The team also conducted a secondary test on a smaller group of 39 individuals with the genetic deletion. They used a specialized magnetic resonance technique that acts like a chemical analysis tool. This allowed them to measure the exact levels of excitatory and inhibitory chemicals in the right hippocampus without needing an invasive procedure.
The scientists discovered a clear link between poor waste clearance and an unhealthy chemical environment. Individuals with a lower ALPS index had a higher ratio of excitatory glutamate compared to calming GABA. This means that as the brain’s plumbing system failed, the chemical environment became increasingly overstimulating.
“Excessive excitation can become toxic to neurons and contribute to alterations in certain brain regions that are particularly vulnerable and involved in psychosis, such as the hippocampus,” Pascucci noted. “Our results suggest a link between glymphatic system dysfunction, mechanisms of neurotoxicity, and psychosis.”
The right hippocampus requires a lot of energy to function and has a dense network of blood vessels.
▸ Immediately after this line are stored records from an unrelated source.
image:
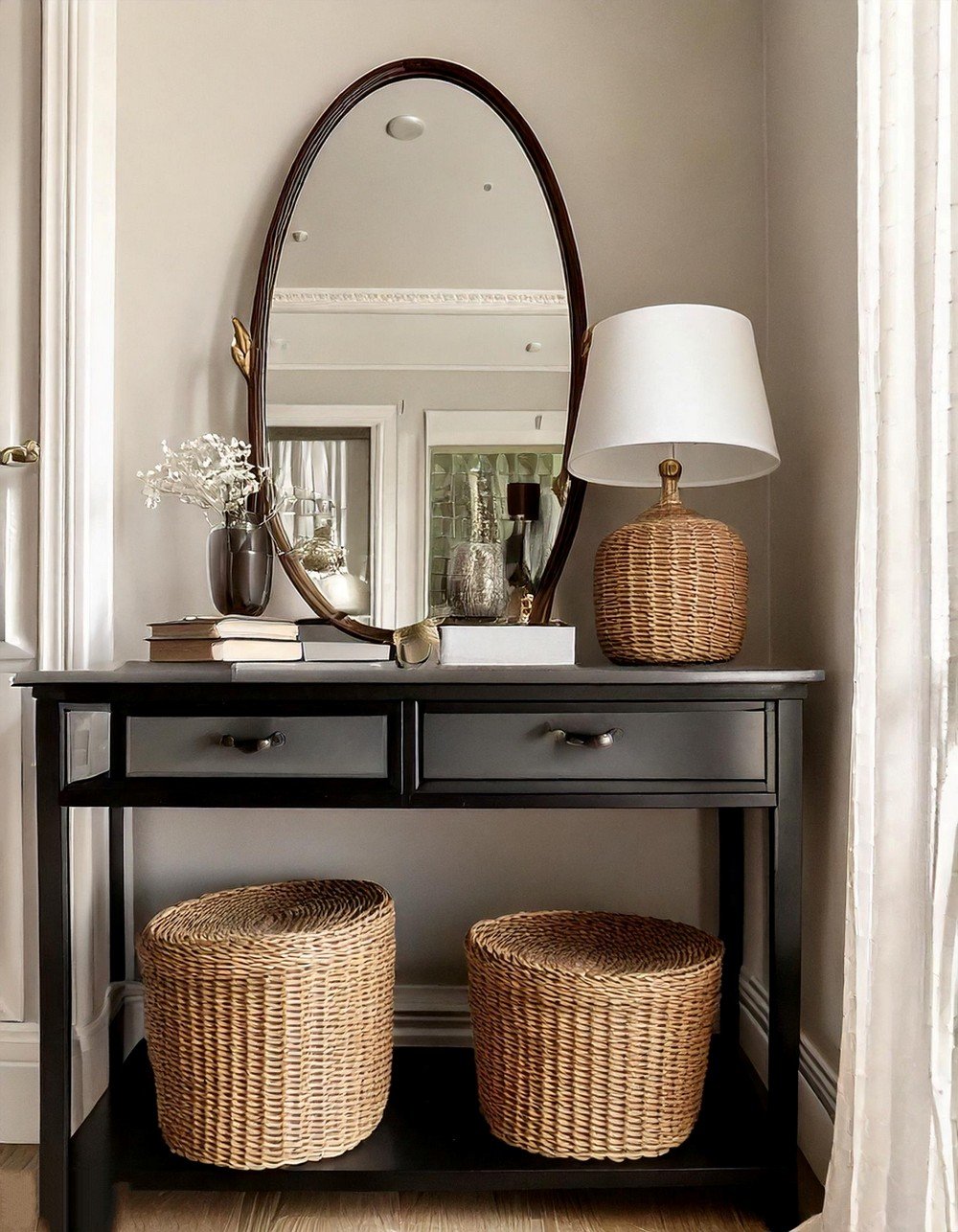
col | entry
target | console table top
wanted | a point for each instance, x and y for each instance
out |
(389, 673)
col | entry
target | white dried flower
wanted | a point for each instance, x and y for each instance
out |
(211, 470)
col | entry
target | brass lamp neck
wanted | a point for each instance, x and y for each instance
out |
(672, 472)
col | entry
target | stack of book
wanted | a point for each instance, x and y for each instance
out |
(224, 640)
(325, 643)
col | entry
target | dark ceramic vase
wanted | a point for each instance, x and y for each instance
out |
(240, 567)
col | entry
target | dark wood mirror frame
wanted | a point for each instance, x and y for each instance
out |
(250, 353)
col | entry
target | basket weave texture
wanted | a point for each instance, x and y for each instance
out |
(591, 1030)
(672, 586)
(270, 1020)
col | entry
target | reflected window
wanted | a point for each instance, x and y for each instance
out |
(322, 487)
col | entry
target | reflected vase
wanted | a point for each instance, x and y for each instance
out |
(240, 567)
(477, 582)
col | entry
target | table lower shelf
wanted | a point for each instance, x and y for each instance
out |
(432, 1137)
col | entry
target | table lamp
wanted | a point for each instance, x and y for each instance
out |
(673, 387)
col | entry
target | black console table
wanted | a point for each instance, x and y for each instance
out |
(309, 736)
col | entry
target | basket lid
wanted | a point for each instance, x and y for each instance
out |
(275, 910)
(594, 944)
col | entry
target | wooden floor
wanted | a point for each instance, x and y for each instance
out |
(380, 1213)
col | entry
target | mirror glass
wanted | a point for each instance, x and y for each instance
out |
(419, 364)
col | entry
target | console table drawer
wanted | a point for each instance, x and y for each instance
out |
(661, 744)
(307, 745)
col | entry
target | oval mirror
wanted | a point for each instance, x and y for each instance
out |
(417, 358)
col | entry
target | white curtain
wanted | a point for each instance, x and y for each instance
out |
(893, 1167)
(311, 468)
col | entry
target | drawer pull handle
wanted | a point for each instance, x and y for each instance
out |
(251, 743)
(589, 740)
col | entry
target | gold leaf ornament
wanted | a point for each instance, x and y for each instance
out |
(415, 643)
(241, 349)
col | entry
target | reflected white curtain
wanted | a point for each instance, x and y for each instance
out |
(310, 468)
(893, 1166)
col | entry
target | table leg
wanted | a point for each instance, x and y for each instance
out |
(56, 972)
(732, 914)
(785, 966)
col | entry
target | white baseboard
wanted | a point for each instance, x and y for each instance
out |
(20, 1071)
(435, 1015)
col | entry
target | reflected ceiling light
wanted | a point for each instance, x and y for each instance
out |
(405, 128)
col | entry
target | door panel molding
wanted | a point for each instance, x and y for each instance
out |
(76, 599)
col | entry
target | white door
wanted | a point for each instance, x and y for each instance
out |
(18, 482)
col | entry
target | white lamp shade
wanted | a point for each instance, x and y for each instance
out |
(673, 375)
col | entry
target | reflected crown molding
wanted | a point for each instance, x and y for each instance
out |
(420, 300)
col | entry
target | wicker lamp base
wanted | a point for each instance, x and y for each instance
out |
(672, 586)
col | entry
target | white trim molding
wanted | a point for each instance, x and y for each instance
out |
(420, 300)
(76, 627)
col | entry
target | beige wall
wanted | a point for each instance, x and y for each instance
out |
(811, 378)
(651, 112)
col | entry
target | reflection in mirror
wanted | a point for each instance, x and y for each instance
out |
(418, 365)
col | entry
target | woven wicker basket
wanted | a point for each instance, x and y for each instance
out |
(270, 1020)
(672, 586)
(591, 1030)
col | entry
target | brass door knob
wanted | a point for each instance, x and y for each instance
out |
(20, 455)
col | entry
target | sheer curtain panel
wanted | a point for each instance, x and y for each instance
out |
(893, 1167)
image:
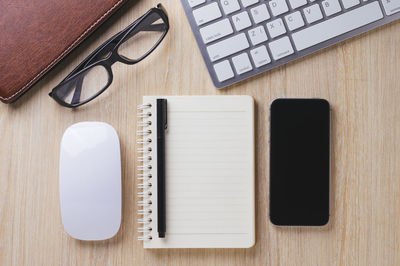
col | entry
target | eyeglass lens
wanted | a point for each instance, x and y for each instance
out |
(137, 44)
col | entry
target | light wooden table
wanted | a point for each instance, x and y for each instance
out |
(360, 78)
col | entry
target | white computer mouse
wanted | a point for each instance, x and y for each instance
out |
(90, 181)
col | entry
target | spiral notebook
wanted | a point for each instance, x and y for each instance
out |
(206, 199)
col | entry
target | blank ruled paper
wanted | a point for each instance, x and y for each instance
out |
(209, 173)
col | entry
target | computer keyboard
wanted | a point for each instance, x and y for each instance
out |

This makes it particularly sensitive to oxidative stress and inflammation. When waste products build up, this specific brain region may be one of the first to suffer from toxic overstimulation.
The researchers noted a few limitations to their work. The chemical analysis was only performed at a single point in time, meaning the scientists cannot definitively prove that poor clearance causes the chemical imbalance. The chemical measurements were also restricted to the right hippocampus, leaving it unclear if the same imbalance happens throughout the rest of the brain.
Additionally, the method used to estimate brain clearance relies on the movement of water molecules near brain cavities. This means it is an indirect measure, and other structural changes in the brain’s white matter could potentially influence the results. The study also only tracked participants into early adulthood, so the long-term effects in older age remain unknown.
Future research will need to track chemical changes over a longer period and across the entire brain. Scientists also hope to investigate how sleep quality and body-wide inflammation affect the brain’s plumbing system. Identifying early warning signs could eventually help doctors intervene before a first psychotic episode occurs.
The study, “Developmental Alterations in the DTI-ALPS Index Suggest Possible Glymphatic-Related Mechanisms Underlying Excitation/Inhibition Imbalance and Psychosis Vulnerability in 22q11.2 Deletion Syndrome,” was authored by Alessandro Pascucci, Silas Forrer, Corrado Sandini, Valentina Mancini, Yasser Alemán-Gómez, Stephan Eliez, and Farnaz Delavari.